A team of neuroscientists and engineers have struck big with a new kind of brain implant that will dissolve inside the body, rather than needing to removed after implantation.

The device, which is made of polylactic-co-glycolic acid (PLGA) and silicone, would monitor cranial pressure during the critical time period following a traumatic brain injury or surgery. PLGA is already used regularly in both food and medical applications because it acts like a polymer, sticking things together, but consistently degrades over time in the presence of water, or the fluids inside the human body. When these new sensors were placed in saline water, mimicking conditions inside the body, they dissolved within a few days. Likewise, they dissolved quickly inside the brains of lab rats.

Once implanted, the device measures intracranial pressure and temperature — two key factors in predicting life-threatening problems like inflammation, which can lead to further brain injury.

"The ultimate strategy is to have a device that you can place in the brain — or in other organs in the body — that is entirely implanted, intimately connected with the organ you want to monitor and can transmit signals wirelessly to provide information on the health of that organ, allowing doctors to intervene if necessary to prevent bigger problems," said co-first author Rory K. J. Murphy, M.D., in a press release. "And then after the critical period that you actually want to monitor, it will dissolve away and disappear."

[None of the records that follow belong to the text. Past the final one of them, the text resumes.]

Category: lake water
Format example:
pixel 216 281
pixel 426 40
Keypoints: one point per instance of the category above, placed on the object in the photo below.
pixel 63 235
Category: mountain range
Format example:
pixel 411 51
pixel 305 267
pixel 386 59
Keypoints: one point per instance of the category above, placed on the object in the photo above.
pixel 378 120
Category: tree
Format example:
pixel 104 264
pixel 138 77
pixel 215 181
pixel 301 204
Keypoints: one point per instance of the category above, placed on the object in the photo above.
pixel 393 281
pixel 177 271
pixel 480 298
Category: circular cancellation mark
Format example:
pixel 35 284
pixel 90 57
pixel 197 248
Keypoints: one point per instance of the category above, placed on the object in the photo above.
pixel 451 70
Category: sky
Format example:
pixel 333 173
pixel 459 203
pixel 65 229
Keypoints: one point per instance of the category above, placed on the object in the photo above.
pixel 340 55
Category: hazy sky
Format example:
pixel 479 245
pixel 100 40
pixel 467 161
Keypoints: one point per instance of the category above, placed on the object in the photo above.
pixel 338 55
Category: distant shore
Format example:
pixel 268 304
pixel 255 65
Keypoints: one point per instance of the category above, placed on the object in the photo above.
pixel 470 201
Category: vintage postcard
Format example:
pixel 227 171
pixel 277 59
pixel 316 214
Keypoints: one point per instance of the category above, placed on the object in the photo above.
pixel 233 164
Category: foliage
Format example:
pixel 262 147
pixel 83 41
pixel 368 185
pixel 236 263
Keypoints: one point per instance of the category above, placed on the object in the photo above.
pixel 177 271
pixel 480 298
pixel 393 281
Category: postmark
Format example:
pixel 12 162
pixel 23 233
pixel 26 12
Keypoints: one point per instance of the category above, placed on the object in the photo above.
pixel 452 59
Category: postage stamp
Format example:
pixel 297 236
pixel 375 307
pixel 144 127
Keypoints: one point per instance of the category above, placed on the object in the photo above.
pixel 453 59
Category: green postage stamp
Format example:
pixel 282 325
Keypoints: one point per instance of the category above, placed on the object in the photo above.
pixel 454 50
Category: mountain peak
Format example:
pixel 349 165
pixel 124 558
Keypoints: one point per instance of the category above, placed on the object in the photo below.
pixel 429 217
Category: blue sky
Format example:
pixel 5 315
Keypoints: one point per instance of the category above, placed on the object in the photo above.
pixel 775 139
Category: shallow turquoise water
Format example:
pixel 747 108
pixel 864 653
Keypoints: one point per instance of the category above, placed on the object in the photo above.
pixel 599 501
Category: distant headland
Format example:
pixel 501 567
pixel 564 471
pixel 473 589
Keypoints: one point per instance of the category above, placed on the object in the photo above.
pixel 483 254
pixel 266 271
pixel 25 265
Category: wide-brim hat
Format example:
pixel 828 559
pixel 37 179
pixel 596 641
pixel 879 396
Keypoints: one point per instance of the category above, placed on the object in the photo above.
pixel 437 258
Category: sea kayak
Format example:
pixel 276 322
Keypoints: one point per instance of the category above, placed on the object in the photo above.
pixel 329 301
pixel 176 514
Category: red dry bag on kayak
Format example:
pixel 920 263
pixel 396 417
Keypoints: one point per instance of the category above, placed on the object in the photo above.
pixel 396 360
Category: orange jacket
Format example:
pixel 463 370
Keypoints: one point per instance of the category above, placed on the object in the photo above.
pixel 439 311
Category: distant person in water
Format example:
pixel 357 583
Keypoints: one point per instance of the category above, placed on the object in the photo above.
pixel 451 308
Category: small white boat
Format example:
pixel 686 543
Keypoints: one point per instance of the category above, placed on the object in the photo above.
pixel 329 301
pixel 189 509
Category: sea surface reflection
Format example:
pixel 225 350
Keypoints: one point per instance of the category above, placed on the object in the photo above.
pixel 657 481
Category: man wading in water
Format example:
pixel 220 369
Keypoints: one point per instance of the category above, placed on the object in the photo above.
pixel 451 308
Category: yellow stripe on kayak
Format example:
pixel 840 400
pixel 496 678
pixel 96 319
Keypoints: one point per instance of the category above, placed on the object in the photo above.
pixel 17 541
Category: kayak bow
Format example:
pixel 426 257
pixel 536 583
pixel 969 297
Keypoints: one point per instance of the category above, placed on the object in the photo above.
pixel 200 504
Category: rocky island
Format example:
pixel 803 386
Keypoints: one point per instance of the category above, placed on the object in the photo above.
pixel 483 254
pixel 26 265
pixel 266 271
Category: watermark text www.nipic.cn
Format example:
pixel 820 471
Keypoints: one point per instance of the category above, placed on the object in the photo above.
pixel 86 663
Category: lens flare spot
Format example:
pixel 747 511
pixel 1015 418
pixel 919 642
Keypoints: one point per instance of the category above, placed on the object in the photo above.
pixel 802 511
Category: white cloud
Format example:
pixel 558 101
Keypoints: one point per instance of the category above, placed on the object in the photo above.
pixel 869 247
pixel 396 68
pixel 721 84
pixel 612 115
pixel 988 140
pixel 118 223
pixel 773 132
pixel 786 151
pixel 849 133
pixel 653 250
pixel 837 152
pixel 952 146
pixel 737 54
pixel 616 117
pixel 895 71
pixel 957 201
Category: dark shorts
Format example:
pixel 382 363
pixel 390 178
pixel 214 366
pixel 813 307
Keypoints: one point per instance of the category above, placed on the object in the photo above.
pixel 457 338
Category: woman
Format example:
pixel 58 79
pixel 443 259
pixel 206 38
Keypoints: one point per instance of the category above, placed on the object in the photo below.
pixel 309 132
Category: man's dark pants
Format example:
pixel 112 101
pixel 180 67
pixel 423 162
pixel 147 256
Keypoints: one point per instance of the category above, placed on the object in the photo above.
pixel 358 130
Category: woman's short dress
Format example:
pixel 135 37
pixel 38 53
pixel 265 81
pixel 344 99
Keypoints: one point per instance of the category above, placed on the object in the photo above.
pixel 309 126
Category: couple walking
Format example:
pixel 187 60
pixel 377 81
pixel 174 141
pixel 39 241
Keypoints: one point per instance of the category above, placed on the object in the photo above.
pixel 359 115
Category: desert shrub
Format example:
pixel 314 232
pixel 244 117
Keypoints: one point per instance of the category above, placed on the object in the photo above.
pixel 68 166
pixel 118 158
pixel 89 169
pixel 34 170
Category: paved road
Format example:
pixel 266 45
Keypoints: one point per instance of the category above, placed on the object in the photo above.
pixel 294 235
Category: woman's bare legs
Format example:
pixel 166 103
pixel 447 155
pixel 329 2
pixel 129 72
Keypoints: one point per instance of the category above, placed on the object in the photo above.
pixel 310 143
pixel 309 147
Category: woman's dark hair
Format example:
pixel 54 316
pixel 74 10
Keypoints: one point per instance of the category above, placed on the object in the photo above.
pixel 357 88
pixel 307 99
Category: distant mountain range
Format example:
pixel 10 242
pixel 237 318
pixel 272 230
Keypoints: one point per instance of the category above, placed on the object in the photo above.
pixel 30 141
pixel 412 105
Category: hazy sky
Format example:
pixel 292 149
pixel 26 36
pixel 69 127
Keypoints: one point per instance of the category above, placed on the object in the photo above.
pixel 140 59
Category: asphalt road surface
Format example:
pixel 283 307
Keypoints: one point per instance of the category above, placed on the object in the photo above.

Current monitors are effective but cumbersome, wiring the patient's brain to a computer that reads her cranial state. They were developed in the 1980s, but haven't been improved for comfort and ease. The new monitors promise to provide improvements in both, for patient and medical staff alike.

The researchers hope that the implant will be used for more than neuroscience — the monitors might be placed in other organs, like a kidney, where pressure and temperature are important indicators of health or injury.

The new technology is sure to light a fire under conspiracy theorists who believe the government wishes to use brain implants to control our thoughts. Now they can do it remotely! Unfortunately, however, it would be pretty conspicuous (the monitors must be surgically implanted) and short-lived; they dissolve in a matter of days. 

The study was published this week in the journal Nature.